1. How Are You Feeling?

Whether your friend is anticipating the arrival of a new bundle of joy or the baby has already been born, it’s good to check in with your friend to see how she is feeling not just physically, but emotionally. Moms-by-birth can experience postpartum depression, and moms-by-adoption can experience post-adoption depression. If your friend expresses struggles, make sure to ask question No. 2.

2. How Can I Help?

Many people say things like, “Call me if you need something,” but rarely do friends ask a mom-to-be how they can specifically be of service. If your friend says, “I’m OK,” but clearly isn’t, don’t wait for specific requests, because they may never come. Instead, drop off a surprise cup of coffee, offer to babysit for a few hours, make her family a meal, or volunteer to drive the new mom to an appointment.

3. May I Throw You a Baby Shower?

A mom-to-be, no matter how her baby comes to her, deserves some positive attention. Showers today don’t always involve cheesy games, iced sheet cakes, and a women-only guest list. There are couples’ showers, showers at wineries and art centers, showers with cool themes like “A Night in Hollywood.” With moms-by-adoption, a shower post-baby-arrival may be more appropriate than a gender-neutral themed shower.

4. Have You Decided on Names/a Nursery Theme/a Pediatrician?

Share in your friend’s excitement by asking questions that encourage. This is also a great opportunity to recommend a local pediatrician you like, offer to go shopping with her for nursery accessories, or buy her a baby names book. No matter what the mother-to-be decides upon, be there to support her choices and applaud her efforts. All moms need cheerleaders.
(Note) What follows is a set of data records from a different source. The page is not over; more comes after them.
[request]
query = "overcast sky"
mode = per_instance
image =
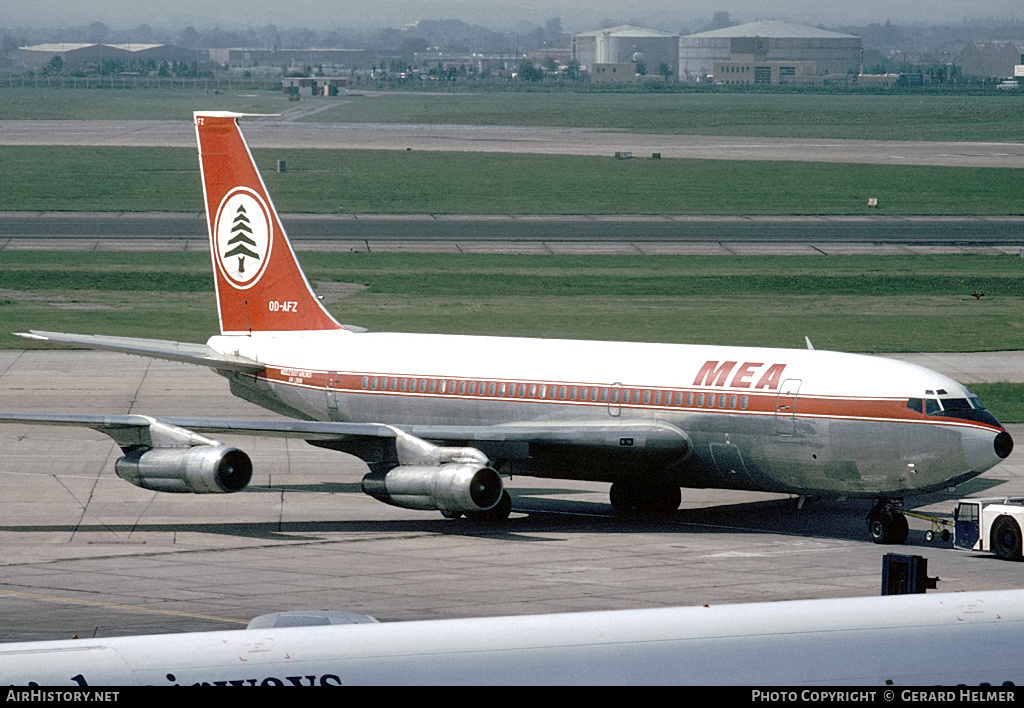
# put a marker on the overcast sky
(576, 15)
5. What Are You Most Excited About?

Expecting a baby, whether by birth or adoption, has its challenges: Pregnancy weight gain for moms by birth and an unknown “due date” for moms by adoption, for example. There are meddling mother-in-laws, mommy wars (breastfeeding vs. bottle feeding. God help us all!) and normal fears of first-time moms.
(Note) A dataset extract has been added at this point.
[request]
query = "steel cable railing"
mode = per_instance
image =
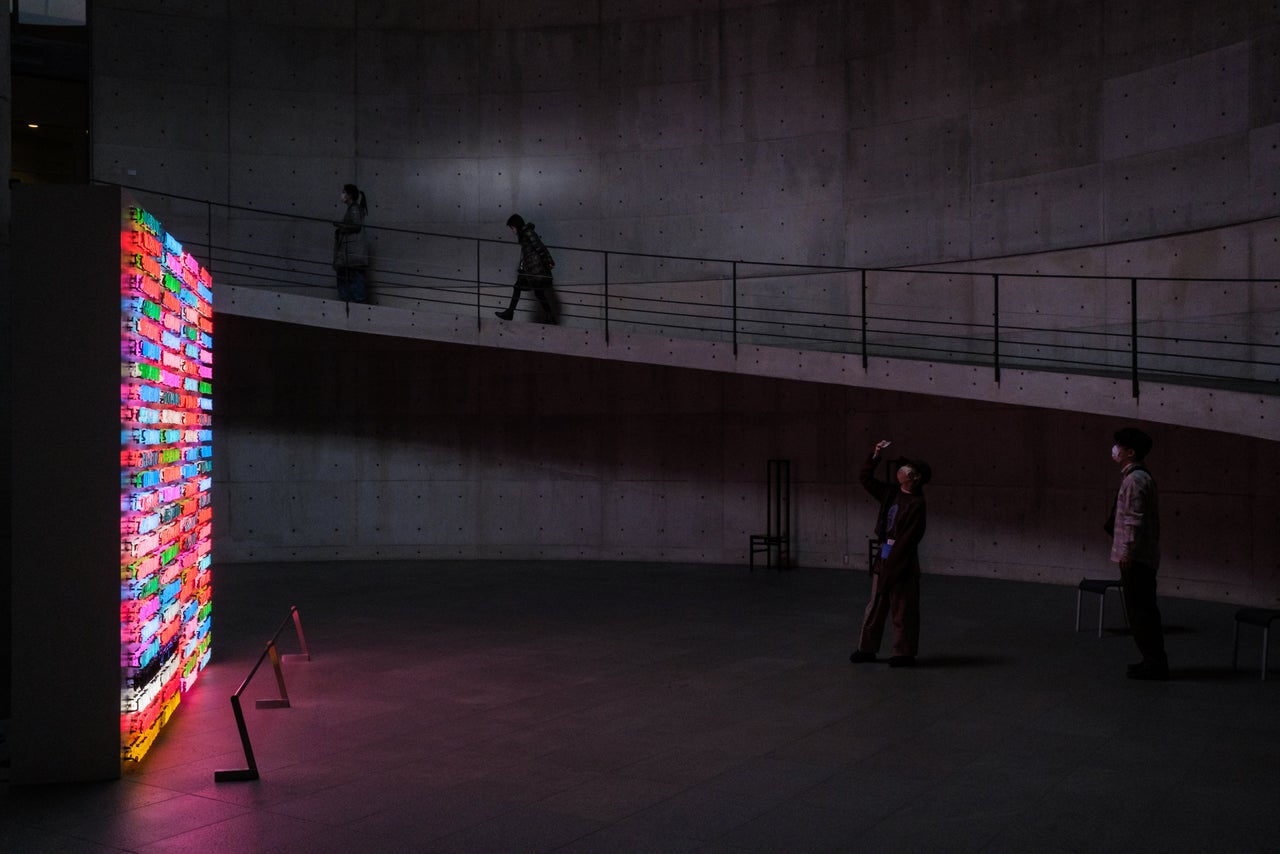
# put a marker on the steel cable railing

Help your friend focus on the upsides of her situation. Whatever she is most excited about, say being able to have wine again after giving birth, support her by buying her a favorite bottle of wine to have on-hand when she comes home from the hospital. For a mom-by-adoption, a copy of What to Expect in the First Year may help ease some of her first-time mommy worries (and wine is also appreciated).

Being a good friend means showing up in ways that others do not. It means being there not just the first few days after a little one arrives, but being there months into the baby’s first year. It means asking questions gently, responding honestly, and always supporting your mom friend, even when she doesn’t ask for it.